Filename generators, ASCII-banner generators, and other small utilities used across the package.

Box-drawing banner generators for STAG module headers.

stag.utils.banners.double_banner(package, module, tagline, description_lines, width=66)[source]

Generate a double-line module banner with perfect alignment.

Return type:

str

Args:

package: Package name (e.g. “STAG”). module: Module name (e.g. “clustering.internal_metrics”). tagline: Short « tagline » caption. description_lines: Body lines of the banner. width: Inner width in characters (default 66).

Returns:

Multi-line string ready to paste as a comment block.

stag.utils.banners.section_banner(title, tagline, width=60)[source]

Generate a single-line section header with perfect alignment.

Return type:

str

stag.utils.banners.thin_rule(title, width=65)[source]

Generate a thin section separator.

Return type:

str

CSV-formatted log handler for Python logging.

class stag.utils.csv_formatter.CsvFormatter[source]

Bases: Formatter

logging.Formatter that emits each record as one CSV row.

Each row is "<LEVELNAME>,<message>" with both fields fully quoted so embedded commas in the message are preserved.

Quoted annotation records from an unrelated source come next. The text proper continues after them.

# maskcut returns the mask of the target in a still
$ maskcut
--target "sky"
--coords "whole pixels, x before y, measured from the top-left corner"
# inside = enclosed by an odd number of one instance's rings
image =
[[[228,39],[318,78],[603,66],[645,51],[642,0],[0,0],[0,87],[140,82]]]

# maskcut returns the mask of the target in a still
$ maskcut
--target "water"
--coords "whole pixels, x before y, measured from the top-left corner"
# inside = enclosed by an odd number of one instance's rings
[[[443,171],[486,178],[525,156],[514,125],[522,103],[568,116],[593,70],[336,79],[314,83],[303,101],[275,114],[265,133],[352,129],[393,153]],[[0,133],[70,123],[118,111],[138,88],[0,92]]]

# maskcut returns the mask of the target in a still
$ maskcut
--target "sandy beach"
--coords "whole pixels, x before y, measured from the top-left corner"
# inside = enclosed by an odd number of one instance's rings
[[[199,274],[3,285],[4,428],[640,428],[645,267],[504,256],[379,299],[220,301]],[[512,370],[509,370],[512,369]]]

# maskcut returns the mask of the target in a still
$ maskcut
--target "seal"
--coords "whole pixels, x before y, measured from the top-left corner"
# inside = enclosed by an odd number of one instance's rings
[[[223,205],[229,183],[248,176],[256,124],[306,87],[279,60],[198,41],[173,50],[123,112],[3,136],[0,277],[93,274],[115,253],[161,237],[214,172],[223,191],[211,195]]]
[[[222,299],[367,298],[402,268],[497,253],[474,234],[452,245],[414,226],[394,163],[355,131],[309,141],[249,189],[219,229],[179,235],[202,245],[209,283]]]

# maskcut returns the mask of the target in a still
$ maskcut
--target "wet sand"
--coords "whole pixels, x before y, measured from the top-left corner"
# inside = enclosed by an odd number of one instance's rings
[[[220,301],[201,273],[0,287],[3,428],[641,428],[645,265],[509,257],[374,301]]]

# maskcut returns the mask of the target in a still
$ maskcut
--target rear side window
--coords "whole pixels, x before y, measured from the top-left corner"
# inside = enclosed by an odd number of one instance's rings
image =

Useful for log files that downstream pandas / Excel readers want to consume directly.

__init__()[source]

Create the StringIO-backed CSV writer.

format(record)[source]

Render one logging.LogRecord as a CSV-formatted string.

Standardised output path generation for clustering results.

stag.utils.filename_generator.generate_filename(parent_dir, tag, num_clusters, deletion_size, deletion_position)[source]

Build the (centroids, labels, meta) path triplet for one fit.

Args:

parent_dir: Root directory of the sweep (e.g. cluster_results/). tag: Sweep tag (e.g. "deer6raw"). num_clusters: k value. deletion_size: Leave-out percentage (delSize_*). deletion_position: Leave-out start position percentage (delPosP*).

Returns:

Dict with "centroids", "labels", "meta" keys mapped to absolute file paths.